Gerald A. Klingbeil’s editorial, MEDIA BLITZ “is a plea to huddle together and think scripturally and consistently about all types of media and media content. If we fail to do so, we may not only face the potential loss of a new media-savvy generation of Adventists—we may ourselves get lost in digital nirvana. As a church we have not consistently thought together about how one is to live in an information age…

“I increasingly wonder about the adequacy of our stance toward media. True, the latest edition of the Church Manual (published in 2010) includes a significantly rewritten section on modern media (instead of only radio and television). But its passing reference to radio, television, and the Internet is hardly enough. As a church we surely need a more comprehensive vision of how we should deal with any media, including current social media and media we cannot even imagine right now.”

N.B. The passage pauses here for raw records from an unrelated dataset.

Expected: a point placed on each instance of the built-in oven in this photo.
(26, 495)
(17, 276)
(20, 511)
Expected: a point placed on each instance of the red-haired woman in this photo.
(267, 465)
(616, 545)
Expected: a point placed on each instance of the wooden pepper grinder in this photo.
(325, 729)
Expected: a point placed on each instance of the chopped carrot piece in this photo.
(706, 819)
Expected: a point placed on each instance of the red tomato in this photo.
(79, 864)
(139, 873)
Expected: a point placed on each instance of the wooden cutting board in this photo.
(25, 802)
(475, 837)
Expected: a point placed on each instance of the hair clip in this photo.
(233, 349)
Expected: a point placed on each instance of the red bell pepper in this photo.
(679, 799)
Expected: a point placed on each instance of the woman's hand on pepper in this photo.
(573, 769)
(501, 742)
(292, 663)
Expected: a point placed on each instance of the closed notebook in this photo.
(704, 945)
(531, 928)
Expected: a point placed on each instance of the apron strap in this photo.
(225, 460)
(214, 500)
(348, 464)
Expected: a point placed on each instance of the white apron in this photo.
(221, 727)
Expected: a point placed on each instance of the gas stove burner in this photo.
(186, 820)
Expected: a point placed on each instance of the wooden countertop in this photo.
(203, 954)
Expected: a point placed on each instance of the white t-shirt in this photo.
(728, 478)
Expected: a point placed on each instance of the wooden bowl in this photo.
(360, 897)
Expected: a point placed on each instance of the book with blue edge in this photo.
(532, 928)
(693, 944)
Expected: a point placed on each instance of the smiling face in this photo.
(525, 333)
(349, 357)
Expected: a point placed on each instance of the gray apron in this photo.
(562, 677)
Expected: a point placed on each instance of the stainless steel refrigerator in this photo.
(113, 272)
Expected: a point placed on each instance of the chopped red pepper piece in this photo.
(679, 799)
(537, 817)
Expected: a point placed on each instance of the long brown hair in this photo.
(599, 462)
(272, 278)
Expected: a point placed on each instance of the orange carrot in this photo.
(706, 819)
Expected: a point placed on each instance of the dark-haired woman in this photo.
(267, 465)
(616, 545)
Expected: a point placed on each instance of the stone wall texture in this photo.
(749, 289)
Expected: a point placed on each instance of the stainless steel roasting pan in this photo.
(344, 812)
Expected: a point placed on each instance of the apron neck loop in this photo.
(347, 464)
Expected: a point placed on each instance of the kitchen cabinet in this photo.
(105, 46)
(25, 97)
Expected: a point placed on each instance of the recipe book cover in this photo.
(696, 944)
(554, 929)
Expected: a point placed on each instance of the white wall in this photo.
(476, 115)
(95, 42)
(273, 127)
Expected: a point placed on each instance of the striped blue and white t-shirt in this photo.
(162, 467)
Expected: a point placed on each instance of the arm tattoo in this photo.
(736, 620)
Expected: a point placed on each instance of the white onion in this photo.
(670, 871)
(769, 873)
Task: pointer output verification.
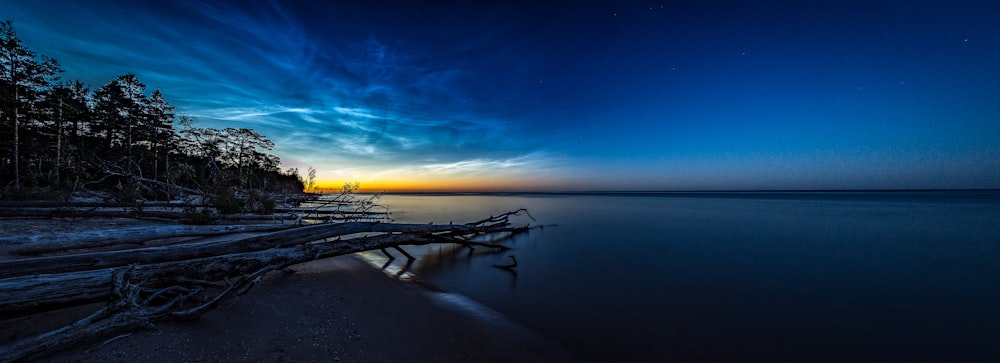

ADVENTIST AND SINGLE by Stephen Chavez is an objective look at the lives and aspirations of Adventists who are single adults in North America. It’s a MUST READ, even if you are not single. He concludes: “The singles I spoke to don’t see their “singleness” as a problem to be solved. With few exceptions they understand and appreciate God’s ideal of a lifetime relationship of love and commitment. But they also understand (some from firsthand experience) that being in a relationship with the wrong person can lead to a lifetime of regret.”

WHO’S OUT THERE? by Jaime Jacobson is a review of Internet computer dating cites. Her advice in a nutshell: “ was by far the largest and most professional Web site. However, I felt as though I could get lost among the thousands of users, many of whom were not Christian, much less Adventist. Although was a traumatizing experience, it was a safe Web site with options that I was comfortable were all already Adventist. If you’re looking for something neutral that helps you find other Christians, has nothing too extreme, and still has plenty of options.”

An aging fifty-six year old Cliff Goldstein reports on HEALTHY 100 CHURCHES, a program sponsored by Florida Adventist Hospital, is “specifically designed to help people optimize their health so that they, indeed, could live to be 100. The program was created ‘to equip churches with growing health ministries and empower congregations to live life abundantly, experiencing physical, mental, and spiritual wellness.’”

WALLS OF SALVATION is a cautionary report on domestic violence in the Adventist Church. Hyveth Williams outlines the strategies that laypeople and church employees can employ to lessen its physical and spiritual injury.

“Even though because of inadequate information, sometimes perverted theology, and incompetent pastoral practices we have often given wrong, destructive advice to this problem, the church can immediately employ several strategies. For instance, we can teach and learn to practice Christ’s command “Love each other as I have loved you” (John 15:12). We can disseminate, in sermons, enditnow programs, and other writings, insights about the cause and prevention of domestic violence. Ellen White suggests that these “precious souls” should be rescued (see Thoughts from the Mount of Blessing, p. 125), and we can do this by providing safe places for victims seeking sanctuary, or healing in its aftermath. We can cease shielding abusers and hold them accountable to the law of the land, as well as our religious rules that denounce this behavior.”

“MOMMY, STOP TEXTING AND TALK TO ME” is a charming piece designed to make us aware that there is no substitute for uninterrupted face-to-face communication.